I didn’t think. Something just went click. I picked up a pen and wrote this in the margins (a habit I’m beginning to hate):

yup. advertising slogans, brand names, corporate emblems, consumer centric characters (Mario, Sonic…Bagpuss, Sooty)- these form a primal relationship with us. Lovers, great lovers who we believe we met through destiny, friends we’ve known for 20 years, parents who have always been present, the job we loved, the use of our arms and legs, our ability to regulate our own moods, the response to the need to eat, our arms and legs, the use of our genitals. All these permenant and lasting things turn out otherwise. They end.

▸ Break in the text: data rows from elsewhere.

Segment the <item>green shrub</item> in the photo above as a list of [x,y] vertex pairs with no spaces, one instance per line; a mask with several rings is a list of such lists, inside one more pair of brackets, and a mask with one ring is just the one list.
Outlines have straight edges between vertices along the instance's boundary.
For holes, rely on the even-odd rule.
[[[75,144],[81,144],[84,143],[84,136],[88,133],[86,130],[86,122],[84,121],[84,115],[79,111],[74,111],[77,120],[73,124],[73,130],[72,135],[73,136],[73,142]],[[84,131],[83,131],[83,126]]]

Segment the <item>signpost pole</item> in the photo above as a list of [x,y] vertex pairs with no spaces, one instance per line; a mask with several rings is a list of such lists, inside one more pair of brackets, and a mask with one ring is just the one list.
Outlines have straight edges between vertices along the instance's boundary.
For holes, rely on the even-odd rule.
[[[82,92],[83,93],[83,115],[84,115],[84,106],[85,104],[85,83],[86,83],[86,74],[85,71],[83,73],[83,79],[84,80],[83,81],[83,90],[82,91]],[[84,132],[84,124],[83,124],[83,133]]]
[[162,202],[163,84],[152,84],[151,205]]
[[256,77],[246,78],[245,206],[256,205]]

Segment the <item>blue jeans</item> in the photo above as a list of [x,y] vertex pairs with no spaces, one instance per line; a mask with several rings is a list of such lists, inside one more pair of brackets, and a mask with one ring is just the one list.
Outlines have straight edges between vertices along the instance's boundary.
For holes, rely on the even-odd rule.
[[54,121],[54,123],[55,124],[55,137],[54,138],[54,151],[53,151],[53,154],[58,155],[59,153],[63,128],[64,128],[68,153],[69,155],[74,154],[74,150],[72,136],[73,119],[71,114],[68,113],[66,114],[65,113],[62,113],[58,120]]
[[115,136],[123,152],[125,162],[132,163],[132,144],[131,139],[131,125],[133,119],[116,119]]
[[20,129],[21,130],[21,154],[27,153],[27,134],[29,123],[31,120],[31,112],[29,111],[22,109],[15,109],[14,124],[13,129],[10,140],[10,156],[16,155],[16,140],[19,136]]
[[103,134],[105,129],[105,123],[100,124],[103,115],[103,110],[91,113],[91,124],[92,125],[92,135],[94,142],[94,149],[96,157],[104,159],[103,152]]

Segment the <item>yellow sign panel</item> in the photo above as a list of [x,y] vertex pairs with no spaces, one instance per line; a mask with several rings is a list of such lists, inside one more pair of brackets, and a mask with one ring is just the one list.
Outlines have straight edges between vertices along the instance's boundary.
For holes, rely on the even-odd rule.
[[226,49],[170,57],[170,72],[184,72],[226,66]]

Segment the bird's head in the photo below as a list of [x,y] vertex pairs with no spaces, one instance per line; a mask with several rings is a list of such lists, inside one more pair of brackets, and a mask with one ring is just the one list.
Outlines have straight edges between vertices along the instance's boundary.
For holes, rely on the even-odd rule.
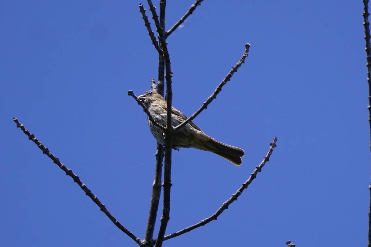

But the Iconography and Texts, hymns and edifices of advertising remain constant, they stay with us and travel with us through the worst personal losses and impersonal atrocities. We could imagine the last human being after an ecological crisis, born after the collapse, left to fend for itself from an early age, totally feral now. Yet it comes across a can of Coke and somewhere in its head a theme tune plays, a jolly Santa Clause flickers in the neurons, a glimpsing recognition fires off from the synapses. Deeper down, a pang of something lost. Something missed. Something that might have been. We can imagine this child finding other survivors, not the last at all, drawn to them by a trail of billboards, a great McDonald’s Golden Arches illuminating their community.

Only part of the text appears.